いて座
どうせなら美しい闘いを
脱・マウント合戦
今週のいて座は、「秋の暮通天閣に跨がれて」(内田美紗)という句のごとし。あるいは、誰かに「跨がれる」ことへの驚きと親しみに感じ入っていくような星回り。
「跨ぐ(またぐ)」とは「股を開いてものの上を越える」という意で、「もの」に対してかなり馬鹿にした態度と言えますし、何者であれ跨がれたくないと思うのが一般の心理でしょうから、掲句はその例外について詠んだ句と言えます。
大坂の歓楽街である新世界の通天閣は高さ108メートルで、現在のそれはもともと明治時代にエッフェル塔を模して建てられたのを、戦後復興させたもの。
秋の夕暮れという寂しさが募るシチュエーションで、ふと斜め下から通天閣を仰いだ際に、二本の脚部が股のように感じられたのでしょう。ただ、そこで通天閣になら跨がれてもいいか、と思えた。あたりには串カツ屋のネオンが眩しい歓楽街が広がり、親愛の情が自然と湧いたのかも知れません。

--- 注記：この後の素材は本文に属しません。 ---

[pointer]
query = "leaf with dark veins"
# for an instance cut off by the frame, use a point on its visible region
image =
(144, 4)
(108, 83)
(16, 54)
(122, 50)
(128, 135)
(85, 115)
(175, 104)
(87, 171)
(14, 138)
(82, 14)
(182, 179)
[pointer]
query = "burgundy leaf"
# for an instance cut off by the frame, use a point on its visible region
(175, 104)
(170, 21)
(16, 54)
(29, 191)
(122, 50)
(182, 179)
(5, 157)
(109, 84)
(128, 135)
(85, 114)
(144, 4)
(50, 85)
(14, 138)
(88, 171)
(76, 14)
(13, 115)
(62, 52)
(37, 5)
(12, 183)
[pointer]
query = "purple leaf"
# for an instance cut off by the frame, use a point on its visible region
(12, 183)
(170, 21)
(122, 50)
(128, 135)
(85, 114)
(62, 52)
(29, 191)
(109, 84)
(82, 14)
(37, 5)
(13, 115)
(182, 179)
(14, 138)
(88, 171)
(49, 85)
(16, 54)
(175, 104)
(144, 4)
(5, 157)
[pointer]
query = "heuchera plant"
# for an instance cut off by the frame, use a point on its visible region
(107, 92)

ただ、そういうことは、人に置き換えてもまれに置きうることのような気がします。
9月22日のいて座から「同胞意識」を意味する11番目のてんびん座へと太陽が移っていく今週のあなたもまた、そんな風に滅多に感じないような親愛の情が自然と湧きやすいタイミングとなっていくでしょう。
カポエラ使いの見る光景
世界で唯一、音楽にのせて戦うブラジル生まれの格闘技カポエラは、もともと植民地時代に奴隷たちが手かせをつけられたまま戦えるよう技術を発展させて出来上がったもの。
審判はおらず、人の輪の中で戦うものの、その本質は戦いというより身体を通じたコミュニケーションにあり、いいカポリストほどまたあの人と組みたいと思われるのだそうです。

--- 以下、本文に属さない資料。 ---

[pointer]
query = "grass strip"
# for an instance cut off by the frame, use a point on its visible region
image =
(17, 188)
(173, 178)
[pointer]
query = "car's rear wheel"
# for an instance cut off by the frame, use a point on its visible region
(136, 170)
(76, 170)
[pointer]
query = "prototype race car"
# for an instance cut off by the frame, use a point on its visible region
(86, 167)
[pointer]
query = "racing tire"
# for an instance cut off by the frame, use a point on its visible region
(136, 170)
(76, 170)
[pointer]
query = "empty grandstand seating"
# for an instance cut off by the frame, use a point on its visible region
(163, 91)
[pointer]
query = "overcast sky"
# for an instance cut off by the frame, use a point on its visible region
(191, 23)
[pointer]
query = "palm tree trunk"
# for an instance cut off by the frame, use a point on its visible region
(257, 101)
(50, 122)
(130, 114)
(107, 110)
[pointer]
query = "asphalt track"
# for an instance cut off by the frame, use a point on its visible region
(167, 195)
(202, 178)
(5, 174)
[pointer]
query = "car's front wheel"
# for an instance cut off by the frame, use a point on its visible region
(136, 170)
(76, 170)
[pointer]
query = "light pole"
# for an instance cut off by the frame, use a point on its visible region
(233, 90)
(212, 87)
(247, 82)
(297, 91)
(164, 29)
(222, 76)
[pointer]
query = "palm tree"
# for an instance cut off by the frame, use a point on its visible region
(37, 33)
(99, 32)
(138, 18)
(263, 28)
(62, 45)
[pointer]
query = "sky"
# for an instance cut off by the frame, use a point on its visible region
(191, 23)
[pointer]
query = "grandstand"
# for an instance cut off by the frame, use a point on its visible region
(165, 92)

身体の自由が著しく制限されていただけでなく、精神までも監視され支配されていた奴隷たちが自分たちの戦い方として選択し、確立していった格闘技が他のどの格闘技よりも平和的であり、勝ち負けを超えたところを目指すものであるという事実は、何とも皮肉な現実であると同時に、それ自体が驚くべき教えと言えるのではないでしょうか。
少なくとも、今週のいて座にとって、天地を逆さまにし、そこから見えてくる景色を楽しんでいくカポエラ使いたちの優雅な戦いぶりはよき指針となっていくはずです。